Pre-Implantation Peri-Valve Jacobian Texture Radiomics As a Biomarker of Endobronchial Valve Treatment Success
Abstract
Purpose
Endobronchial Valves (EBV) are one of the few treatment options for patients with moderate to severe emphysema. Eligibility is typically assessed from CT image data analysis including Emphysema Score (Relative Area, RA950) and Fissure Integrity Score (FIS). However not all EBV candidates are responders. The purpose of this work was to develop an approach to quantify CT texture of biomechanical lung expansion and contraction during lung inspiration and expiration using Jacobian-derived texture-based radiomics features, and to investigate the association of localized peri-valve biomechanical lung texture in pre-implantation scans in identifying candidates who will benefit from EBV treatment.
Methods
We performed a retrospective study using data from 20 patients with moderate to severe emphysema who underwent EBV treatment. Each patient underwent baseline (pre-treatment) CT scanning at both Total Lung Capacity (TLC) and Residual Volume (RV) breath-holds. Lung lobe segmentations were performed on CT image data to automatically identify lobar regions. RA910 and RA950 were extracted for each lobe.
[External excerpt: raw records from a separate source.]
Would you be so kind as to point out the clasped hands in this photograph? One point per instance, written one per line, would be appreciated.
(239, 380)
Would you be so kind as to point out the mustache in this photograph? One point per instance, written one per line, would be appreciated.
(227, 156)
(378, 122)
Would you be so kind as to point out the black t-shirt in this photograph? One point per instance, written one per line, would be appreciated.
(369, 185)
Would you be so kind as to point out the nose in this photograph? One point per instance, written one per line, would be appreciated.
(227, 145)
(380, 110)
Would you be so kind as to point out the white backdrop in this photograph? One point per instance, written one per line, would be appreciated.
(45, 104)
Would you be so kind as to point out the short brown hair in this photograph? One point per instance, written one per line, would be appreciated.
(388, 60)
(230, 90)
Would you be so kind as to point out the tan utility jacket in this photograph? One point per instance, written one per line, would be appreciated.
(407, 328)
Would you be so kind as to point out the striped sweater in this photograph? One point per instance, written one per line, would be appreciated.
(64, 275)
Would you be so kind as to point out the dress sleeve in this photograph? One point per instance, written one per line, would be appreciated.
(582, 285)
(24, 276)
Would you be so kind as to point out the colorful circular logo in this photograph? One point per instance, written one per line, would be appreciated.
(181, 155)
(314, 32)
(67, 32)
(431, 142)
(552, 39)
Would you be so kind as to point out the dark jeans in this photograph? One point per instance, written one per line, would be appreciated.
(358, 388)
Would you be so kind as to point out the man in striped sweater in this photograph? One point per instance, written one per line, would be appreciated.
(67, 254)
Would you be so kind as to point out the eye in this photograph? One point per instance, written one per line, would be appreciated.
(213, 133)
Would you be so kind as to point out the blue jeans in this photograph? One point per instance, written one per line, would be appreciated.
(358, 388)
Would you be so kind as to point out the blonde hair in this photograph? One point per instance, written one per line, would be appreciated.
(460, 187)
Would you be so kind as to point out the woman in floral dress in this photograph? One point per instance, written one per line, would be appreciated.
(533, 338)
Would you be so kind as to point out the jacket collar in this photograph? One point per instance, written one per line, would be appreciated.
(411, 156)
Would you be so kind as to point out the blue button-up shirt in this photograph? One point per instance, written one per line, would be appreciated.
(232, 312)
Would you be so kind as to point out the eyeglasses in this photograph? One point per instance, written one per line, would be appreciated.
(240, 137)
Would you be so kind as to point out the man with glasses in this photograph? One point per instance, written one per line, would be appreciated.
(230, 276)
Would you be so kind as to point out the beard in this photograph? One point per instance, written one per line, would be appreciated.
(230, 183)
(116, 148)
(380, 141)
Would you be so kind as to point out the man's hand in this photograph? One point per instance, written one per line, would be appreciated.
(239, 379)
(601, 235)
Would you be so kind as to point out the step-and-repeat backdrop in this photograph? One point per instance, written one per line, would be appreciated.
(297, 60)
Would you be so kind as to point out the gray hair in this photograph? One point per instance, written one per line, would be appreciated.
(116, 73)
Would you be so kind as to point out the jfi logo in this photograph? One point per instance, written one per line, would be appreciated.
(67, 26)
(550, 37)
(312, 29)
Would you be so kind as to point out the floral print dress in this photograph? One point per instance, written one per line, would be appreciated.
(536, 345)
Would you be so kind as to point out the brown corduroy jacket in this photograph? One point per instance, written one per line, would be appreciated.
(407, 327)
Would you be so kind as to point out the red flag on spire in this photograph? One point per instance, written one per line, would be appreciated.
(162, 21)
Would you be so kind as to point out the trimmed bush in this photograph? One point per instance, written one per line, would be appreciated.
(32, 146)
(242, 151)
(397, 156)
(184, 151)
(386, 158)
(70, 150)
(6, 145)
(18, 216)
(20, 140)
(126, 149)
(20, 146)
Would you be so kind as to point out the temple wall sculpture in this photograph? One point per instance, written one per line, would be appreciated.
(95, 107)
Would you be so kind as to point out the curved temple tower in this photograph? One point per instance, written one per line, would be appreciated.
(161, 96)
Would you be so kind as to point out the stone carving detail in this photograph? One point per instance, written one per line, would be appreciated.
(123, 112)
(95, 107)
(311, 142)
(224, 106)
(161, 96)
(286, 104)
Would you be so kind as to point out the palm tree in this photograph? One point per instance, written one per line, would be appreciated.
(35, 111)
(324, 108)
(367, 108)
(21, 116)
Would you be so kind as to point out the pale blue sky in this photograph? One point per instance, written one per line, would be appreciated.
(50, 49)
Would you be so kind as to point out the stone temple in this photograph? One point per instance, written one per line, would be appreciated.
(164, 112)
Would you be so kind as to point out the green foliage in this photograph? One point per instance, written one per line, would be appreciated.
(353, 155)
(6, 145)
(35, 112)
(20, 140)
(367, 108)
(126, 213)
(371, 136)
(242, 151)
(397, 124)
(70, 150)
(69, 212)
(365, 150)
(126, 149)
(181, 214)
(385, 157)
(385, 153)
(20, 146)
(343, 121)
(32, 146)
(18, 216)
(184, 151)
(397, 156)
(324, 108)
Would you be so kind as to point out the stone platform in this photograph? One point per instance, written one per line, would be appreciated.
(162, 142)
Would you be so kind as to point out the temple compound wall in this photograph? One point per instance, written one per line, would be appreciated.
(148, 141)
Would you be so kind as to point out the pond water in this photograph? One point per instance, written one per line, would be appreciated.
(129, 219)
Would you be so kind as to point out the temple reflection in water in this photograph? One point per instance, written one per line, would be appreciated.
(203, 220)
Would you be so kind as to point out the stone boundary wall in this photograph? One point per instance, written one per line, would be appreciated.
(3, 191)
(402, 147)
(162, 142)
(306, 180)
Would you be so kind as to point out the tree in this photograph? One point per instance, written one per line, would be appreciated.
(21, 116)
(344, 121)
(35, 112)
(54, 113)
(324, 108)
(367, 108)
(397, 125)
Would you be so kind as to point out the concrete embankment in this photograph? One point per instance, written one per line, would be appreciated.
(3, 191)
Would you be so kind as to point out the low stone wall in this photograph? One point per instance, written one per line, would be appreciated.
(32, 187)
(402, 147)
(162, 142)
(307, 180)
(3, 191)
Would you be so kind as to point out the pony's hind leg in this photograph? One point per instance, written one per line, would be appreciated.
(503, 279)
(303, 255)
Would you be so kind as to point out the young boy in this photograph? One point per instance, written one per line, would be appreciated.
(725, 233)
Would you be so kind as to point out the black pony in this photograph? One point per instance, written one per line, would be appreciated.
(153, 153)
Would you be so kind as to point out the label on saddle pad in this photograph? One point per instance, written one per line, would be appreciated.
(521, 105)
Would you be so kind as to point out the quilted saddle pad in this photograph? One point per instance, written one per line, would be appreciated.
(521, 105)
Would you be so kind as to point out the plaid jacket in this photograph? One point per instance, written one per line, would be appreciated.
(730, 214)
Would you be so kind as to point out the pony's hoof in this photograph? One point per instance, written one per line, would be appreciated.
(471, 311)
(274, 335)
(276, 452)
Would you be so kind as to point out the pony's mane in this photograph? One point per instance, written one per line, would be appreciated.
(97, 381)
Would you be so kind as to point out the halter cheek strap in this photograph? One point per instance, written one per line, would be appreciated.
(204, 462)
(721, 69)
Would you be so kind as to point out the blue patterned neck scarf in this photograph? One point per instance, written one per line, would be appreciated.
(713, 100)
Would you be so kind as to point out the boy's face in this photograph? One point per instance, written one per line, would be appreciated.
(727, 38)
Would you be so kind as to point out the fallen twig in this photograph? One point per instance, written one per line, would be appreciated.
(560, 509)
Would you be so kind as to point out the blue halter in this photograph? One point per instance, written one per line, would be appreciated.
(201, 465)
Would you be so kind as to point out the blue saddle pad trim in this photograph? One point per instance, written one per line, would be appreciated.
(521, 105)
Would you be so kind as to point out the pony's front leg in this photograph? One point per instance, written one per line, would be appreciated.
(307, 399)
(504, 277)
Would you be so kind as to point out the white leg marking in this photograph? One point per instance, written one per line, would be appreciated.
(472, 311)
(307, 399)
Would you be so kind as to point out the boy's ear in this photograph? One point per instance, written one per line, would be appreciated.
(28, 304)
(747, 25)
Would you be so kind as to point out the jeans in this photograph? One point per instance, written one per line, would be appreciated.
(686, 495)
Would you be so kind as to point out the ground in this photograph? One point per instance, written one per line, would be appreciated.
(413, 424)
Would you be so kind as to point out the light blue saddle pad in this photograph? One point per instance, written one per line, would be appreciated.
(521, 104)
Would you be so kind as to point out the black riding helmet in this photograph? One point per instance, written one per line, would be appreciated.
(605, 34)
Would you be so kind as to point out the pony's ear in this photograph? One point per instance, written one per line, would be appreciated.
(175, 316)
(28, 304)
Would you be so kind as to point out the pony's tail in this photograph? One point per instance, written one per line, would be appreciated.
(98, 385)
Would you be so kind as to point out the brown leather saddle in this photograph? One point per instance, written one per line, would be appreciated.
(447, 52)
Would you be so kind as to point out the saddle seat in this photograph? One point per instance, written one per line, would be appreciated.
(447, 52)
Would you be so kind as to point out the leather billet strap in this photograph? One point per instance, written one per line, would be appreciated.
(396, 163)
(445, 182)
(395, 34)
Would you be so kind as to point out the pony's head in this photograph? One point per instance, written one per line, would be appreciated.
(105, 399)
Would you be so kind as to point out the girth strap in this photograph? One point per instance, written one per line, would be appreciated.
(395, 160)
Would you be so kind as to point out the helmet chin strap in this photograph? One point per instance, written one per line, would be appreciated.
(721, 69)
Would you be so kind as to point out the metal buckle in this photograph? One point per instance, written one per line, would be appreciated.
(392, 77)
Using the deformation vector field from deformable registered in RV-TLC images, Jacobian determinant was calculated to quantify lung expansion and contraction and discretized for second-order texture-based radiomics. 72 features from 3 texture-radiomic feature sets were extracted. Peri‑valve regions of interest (ROIs) were generated using a novel valve detection method on follow-up CT and rigid mapping to baseline RV geometry. Univariate discrimination analyses were performed to assess associations between peri-valve radiomic features and EBV responder status.
Results
Univariate ROC analysis demonstrated modest discrimination for selected peri-valve Jacobian radiomic features, including GLRLM Short Run Low Gray Level Emphasis and Run Percentage (AUC = 0.63), suggesting localized biomechanical differences between responders and non-responders.
Conclusion
A fully automated pipeline for peri‑valve biomechanical texture analysis is feasible and shows proof‑of‑concept signal for EBV response stratification. Future work will improve valve localization specificity.